Bandenkriminalität in Nigeria: Verzweifelter Kampf
Jährlich werden tausende Menschen von Banditen ermordet und noch mehr entführt. Jetzt sollen es Selbstverteidigungsmilizen richten.
![Eine Frau in einem pinkfarbene Kleid und Kopftuch geht eine Straße entlang Eine Frau in einem pinkfarbene Kleid und Kopftuch geht eine Straße entlang](https://taz.de/picture/4734415/14/26925363-1.jpeg)
Der Überfall ereignet sich keine zwei Tage, nachdem am Mittwoch Nasir El-Rufai, Gouverneur des gleichnamigen Bundesstaates, Alarm geschlagen hatte. Im vergangenen Jahr sind in Kaduna mindestens 937 Menschen durch Angriffe und Überfälle ums Leben gekommen. Neben Ausschreitungen zwischen ethnischen Gruppen sind vor allem kriminelle Gangs dafür verantwortlich. Darüber hinaus wurden mindestens 1.972 Entführte gezählt. Im ganzen Nordwesten, so schätzt die Denkfabrik International Crisis Group (ICG), sind zwischen 2011 und 2019 mehr als 8.000 Menschen ermordet worden.

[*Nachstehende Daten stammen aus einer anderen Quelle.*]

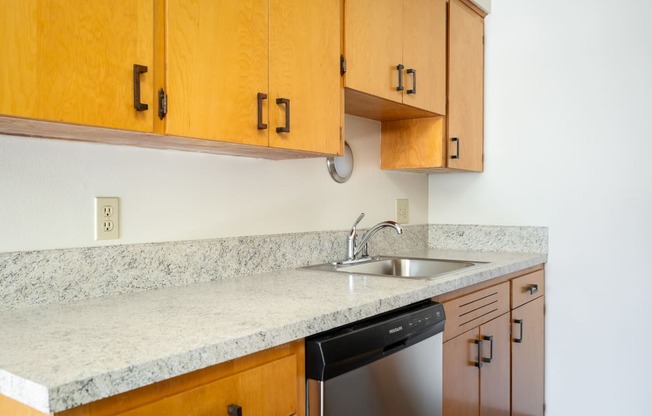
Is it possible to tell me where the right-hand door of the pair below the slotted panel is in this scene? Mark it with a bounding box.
[480,313,511,416]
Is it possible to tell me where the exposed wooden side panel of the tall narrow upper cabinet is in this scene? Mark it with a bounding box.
[380,117,445,169]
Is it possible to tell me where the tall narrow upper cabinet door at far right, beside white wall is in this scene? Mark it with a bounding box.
[447,0,484,171]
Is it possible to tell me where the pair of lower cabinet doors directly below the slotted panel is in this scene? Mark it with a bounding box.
[443,313,510,416]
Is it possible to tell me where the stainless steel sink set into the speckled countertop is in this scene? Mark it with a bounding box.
[307,257,484,279]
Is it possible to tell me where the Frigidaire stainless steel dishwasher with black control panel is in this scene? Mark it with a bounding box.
[306,301,446,416]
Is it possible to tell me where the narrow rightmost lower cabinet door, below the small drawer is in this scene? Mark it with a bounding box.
[512,297,544,416]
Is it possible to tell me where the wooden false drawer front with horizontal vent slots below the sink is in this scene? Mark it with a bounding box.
[444,282,509,341]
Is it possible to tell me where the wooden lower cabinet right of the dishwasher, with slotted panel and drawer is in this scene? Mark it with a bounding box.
[433,266,545,416]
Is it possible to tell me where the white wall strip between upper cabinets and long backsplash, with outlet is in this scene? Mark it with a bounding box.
[0,116,428,252]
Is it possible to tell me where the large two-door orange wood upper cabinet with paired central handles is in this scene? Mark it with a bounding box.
[166,0,342,154]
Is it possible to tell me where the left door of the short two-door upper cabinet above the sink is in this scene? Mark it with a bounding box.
[344,0,403,103]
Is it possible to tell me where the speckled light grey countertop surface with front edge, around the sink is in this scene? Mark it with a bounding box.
[0,249,547,412]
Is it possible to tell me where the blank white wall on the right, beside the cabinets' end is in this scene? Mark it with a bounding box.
[429,0,652,416]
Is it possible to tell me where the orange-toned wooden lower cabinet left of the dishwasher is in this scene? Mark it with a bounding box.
[0,340,305,416]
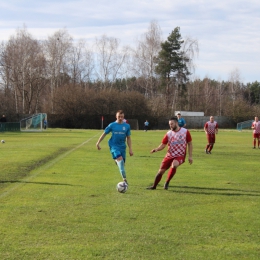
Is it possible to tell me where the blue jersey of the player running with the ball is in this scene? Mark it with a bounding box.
[105,122,131,151]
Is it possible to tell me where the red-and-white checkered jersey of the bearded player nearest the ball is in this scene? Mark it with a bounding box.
[162,127,192,158]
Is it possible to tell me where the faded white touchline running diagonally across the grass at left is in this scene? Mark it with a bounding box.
[0,133,100,199]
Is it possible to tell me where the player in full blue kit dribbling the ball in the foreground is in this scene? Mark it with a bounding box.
[96,110,133,183]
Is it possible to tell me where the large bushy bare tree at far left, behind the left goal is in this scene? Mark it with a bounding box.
[1,28,46,113]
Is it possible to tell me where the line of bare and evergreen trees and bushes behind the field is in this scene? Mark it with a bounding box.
[0,21,260,125]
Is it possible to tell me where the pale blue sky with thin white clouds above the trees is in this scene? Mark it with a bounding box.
[0,0,260,83]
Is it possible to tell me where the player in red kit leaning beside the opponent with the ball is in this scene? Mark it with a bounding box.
[147,117,193,190]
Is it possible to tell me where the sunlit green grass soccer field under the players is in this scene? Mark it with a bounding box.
[0,129,260,260]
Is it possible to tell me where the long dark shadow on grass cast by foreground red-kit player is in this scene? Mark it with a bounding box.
[165,185,260,197]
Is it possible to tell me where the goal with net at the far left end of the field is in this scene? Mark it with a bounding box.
[20,113,47,132]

An nachhaltigen Sicherheitskonzepten fehlt es trotz steigender Gewalt. Im Bundesstaat Niger, wo Mitte Februar in Kagara 27 Schüler, drei Lehrer und zwölf Angehörige entführt wurden, sollen es nun Selbstverteidigungsmilizen richten. Die Landesregierung hat angekündigt, diese mit Flinten auszustatten.
Bürgerwehren gibt es seit vielen Jahren überall im Land. Sie sind das Resultat von mangelnder Polizei- und Militärpräsenz, aber auch von fehlendem Vertrauen in den Staat. Anfangs gründeten sie sich oft, um Nachbarschaften vor Diebstahl zu schützen. Banditen in ländlichen Gegenden dürften sie jedoch unterlegen sein, nutzen diese doch längst Kalaschnikows. Außerdem sind die Gangs vernetzt und haben in großen Waldgebieten Rückzugsorte gefunden.
Schulen als weiche Ziele
Für die Bundesstaat Niger kündigte die dortige Kommissarin für Bildung außerdem an, bis zum Monatsende alle weiterführenden staatlichen Schulen zu schließen. Schulen gelten als weiche Ziele, die kaum geschützt sind. Auch erhalten Angriffe und Entführungsfälle weltweit hohe Aufmerksamkeit, was den Druck auf Regierungen erhöht. Privatschulen müssen für Polizisten selbst zahlen.
Zamfara, wo Ende Februar 279 Schülerinnen verschleppt wurden, hofft hingegen auf die Stationierung von 6.000 Soldaten. Das hat Gouverneur Bello Matawalle im Fernsehen angekündigt. Dort klagt die Bevölkerung seit Jahren über Entführungen, Überfälle und Gewalt. Die Internationale Organisation für Migration (IOM) spricht von mehr als 112.000 Binnenflüchtlingen.
Wie prekär die Lage ist, hat Präsident Muhammadu Buhari mehrfach zugegeben. Am Donnerstag sagte er, die Regierung würde verzweifelt nach Lösungen suchen. Ein Dialog mit den Banden zu führen, sei jedoch kein Ansatz. Die Regierung würde sich erpressbar machen.
Einzelne Gouverneure wie Mattawale sehen das jedoch anders. Er setzt nicht nur auf zusätzliche Sicherheitskräfte, sondern auch auf einen Dialog. Anfang Februar nannte er Gespräche zwischen Banditen und dem muslimischen Meinungsführer Ahmad Gumi als erfolgreich. Sie hätten dazu beigetragen, dass in Zamfara weniger Menschen ermordet wurden. An den Massenentführungen hat sich allerdings nichts geändert.